Den Kontakt zur Familie hat das Benposta-Team wieder hergestellt und alle zwei Wochen ruft Iván zu Hause an, aber am Besuchstag, dem Sonntag, ist er fast immer allein. Das gilt auch für Ericson Javier Villareal. Der 18-Jährige stammt wie die meisten der 150 Kinder und Halbwüchsigen im Kinderdorf vom Land, genauer aus La Guavara, einem Dorf im Verwaltungsdistrikt Norte de Santander. Einfache Bauern sind seine Eltern und aus Mangel an Perspektiven hat er wie viele andere in seinem Alter als Erntehelfer gearbeitet und Kokablätter gepflückt. »Das ist für viele Halbwüchsige auf dem Land ein erster Kontakt mit den bewaffneten Akteuren«, erklärt José Luis Campo. Dem ersten Kontakt folgt oft die Rekrutierung und bei Ericson und sechs weiteren Jugendlichen wurde das im letzten Moment verhindert. »Wir haben sie rausgeholt, nachdem die örtliche Kirchengemeinde uns informiert hatte«, erklärt José Luis Campo hastig, denn sein Telefon klingelt. Ein neuer Notruf?
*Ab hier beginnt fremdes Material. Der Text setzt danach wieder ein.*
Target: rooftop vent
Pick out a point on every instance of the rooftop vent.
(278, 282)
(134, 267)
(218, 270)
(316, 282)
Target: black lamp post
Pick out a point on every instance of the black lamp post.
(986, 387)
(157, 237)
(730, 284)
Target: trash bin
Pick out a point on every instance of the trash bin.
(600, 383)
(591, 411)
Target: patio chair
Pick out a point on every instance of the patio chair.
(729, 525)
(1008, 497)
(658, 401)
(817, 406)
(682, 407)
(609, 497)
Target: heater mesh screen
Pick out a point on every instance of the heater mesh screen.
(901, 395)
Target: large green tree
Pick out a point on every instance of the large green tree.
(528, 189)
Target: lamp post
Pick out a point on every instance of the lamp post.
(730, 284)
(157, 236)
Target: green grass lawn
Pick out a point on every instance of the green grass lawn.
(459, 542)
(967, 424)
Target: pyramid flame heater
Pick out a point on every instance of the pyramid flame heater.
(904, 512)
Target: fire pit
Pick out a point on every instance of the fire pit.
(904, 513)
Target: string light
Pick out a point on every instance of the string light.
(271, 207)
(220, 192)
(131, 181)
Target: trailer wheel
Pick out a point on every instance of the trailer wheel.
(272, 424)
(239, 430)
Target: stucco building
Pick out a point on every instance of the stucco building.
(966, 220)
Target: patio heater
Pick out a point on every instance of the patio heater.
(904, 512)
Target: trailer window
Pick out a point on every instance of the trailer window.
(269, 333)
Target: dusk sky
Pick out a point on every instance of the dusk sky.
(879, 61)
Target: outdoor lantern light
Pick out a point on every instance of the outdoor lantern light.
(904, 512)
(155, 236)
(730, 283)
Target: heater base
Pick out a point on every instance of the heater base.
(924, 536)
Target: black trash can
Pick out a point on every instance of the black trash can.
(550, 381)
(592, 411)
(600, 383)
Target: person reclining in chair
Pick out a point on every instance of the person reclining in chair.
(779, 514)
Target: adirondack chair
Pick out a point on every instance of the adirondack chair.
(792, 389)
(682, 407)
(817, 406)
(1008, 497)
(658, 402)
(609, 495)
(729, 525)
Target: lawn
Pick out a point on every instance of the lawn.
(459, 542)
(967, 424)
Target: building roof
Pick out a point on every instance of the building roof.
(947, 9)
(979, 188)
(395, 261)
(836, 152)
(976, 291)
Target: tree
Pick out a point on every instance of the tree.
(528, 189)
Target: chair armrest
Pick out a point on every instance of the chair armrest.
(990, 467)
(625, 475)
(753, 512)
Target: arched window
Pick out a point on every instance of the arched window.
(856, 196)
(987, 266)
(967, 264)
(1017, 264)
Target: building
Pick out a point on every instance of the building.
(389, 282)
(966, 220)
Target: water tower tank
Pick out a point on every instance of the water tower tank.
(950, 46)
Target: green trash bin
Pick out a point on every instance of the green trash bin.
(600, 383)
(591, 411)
Bildung für die Kinder wird großgeschrieben

Ein paar Monate wird Ericson in der Kinderrepublik bleiben, bevor er im Dezember zu seiner Mutter und der Schwester geht. Dann wird genug Gras über die Sache gewachsen sein. Das ist eine Erfahrung aus der täglichen Arbeit in Benposta. Oft reichen ein paar Monate, um die Halbwüchsigen aus dem Blickfeld der Guerilla oder der Paramilitärs zu bringen und deshalb versucht das Benposta-Team, die Minderjährigen bei Familienangehörigen in einer größeren Stadt unterzubringen – einer Tante in Bogotá oder Medellín etwa – und stellt dafür auch Geld zur Verfügung.

Bei Juliet ging das nicht. Zurück zur Mutter wollte sie nicht, also blieb nur Bogotá. Hier hat sie den Entschluss gefasst, Krankenschwester zu werden, wenn sie die Schule beendet hat. Ein Jahr hat die 18-Jährige noch vor sich und bei dem neuen Zukunftsprojekt wird José Luis Campo sie natürlich unterstützten. Das hat er versprochen.